For May, I'm offering you a menu plan from one of my retreats. My retreats are three day wellness experiences in gorgeous locations with lots of activities and of course, great food. The next retreat, in the Hampton's, is from June 24-27th. You can read more about it here.
At my retreats, we start with lemon water then Green Drink. For breakfast, Iin this menu plan I serve Smoothie Bowls with an abundance of fresh organic fruit to top the bowls.
For lunch, I serve a Green Salad with Carrot Ginger Salad Dressing. And we have a snack – my Easy Hummus with carrot slices, cucumber, celery, snap peas, and Simple Mills almond flour crackers.
For dinner, We have grilled Miso Glazed Salmon with Wasabi Sweet Potato Puree and Asparagus. And the best for last – my Chai Spiced Cakes with Ginger Icing.
I have lemon water in the morning and then I wait until I'm hungry to have my Green Drink.
For Breakfast – Smoothie Bowl
My breakfast smoothie is delicious, good for you, and easy to make. What's not to like?
For Lunch – Chef V's Green Salad with Carrot Ginger Salad Dressing
Green is good! Starting with fresh locally sourced organic greens, add carrot, celery, radish, red onion, and grilled chicken (optional). Top your salad with my Carrot Ginger Salad Dressing.
Dinner – Miso Glazed Salmon with Wasabi Sweet Potato Puree and Asparagus
This ginger glazed salmon is super easy.
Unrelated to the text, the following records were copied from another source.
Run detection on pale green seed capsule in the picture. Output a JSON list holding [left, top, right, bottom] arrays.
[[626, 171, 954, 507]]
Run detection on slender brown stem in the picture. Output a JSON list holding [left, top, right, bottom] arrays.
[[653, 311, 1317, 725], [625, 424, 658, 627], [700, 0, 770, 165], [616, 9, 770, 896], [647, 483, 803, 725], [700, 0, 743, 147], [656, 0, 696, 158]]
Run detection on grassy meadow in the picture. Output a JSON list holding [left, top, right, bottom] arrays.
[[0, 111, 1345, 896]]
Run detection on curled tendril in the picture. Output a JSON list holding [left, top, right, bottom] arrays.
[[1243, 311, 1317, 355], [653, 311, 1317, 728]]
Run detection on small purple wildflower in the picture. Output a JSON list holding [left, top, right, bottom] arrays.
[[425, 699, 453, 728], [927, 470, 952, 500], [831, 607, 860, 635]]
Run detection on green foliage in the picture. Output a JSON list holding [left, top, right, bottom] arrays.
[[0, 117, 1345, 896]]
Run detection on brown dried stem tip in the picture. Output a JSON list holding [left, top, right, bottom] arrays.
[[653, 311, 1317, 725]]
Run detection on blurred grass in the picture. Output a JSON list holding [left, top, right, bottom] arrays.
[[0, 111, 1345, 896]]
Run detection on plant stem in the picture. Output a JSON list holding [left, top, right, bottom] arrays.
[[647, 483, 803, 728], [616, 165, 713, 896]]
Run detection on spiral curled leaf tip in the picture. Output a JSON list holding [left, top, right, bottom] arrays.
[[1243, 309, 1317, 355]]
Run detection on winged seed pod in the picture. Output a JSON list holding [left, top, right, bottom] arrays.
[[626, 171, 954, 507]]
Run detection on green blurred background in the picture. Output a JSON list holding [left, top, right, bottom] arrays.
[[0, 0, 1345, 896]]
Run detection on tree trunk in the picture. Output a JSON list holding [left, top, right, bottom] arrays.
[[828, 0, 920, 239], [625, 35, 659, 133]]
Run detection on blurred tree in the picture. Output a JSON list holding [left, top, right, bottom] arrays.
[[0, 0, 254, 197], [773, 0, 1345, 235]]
For the salmon I just broiled it for 5 minutes with this marinade. Let the marinade sit for 30 minutes on the fish before cooking.
Dessert – Chai Spiced Cakes with Ginger ICing
This recipe may seem long and daunting but it’s really easy and worth it! Most the ingredients are spices that you hopefully already have.
This makes a lot of cupcakes so I keep them in a bag I frosted in the fridge. Pop one out and place in microwave and then top with frosting when done. These are great to have in the house for a delightful yet healthy treat when you have a sweet tooth.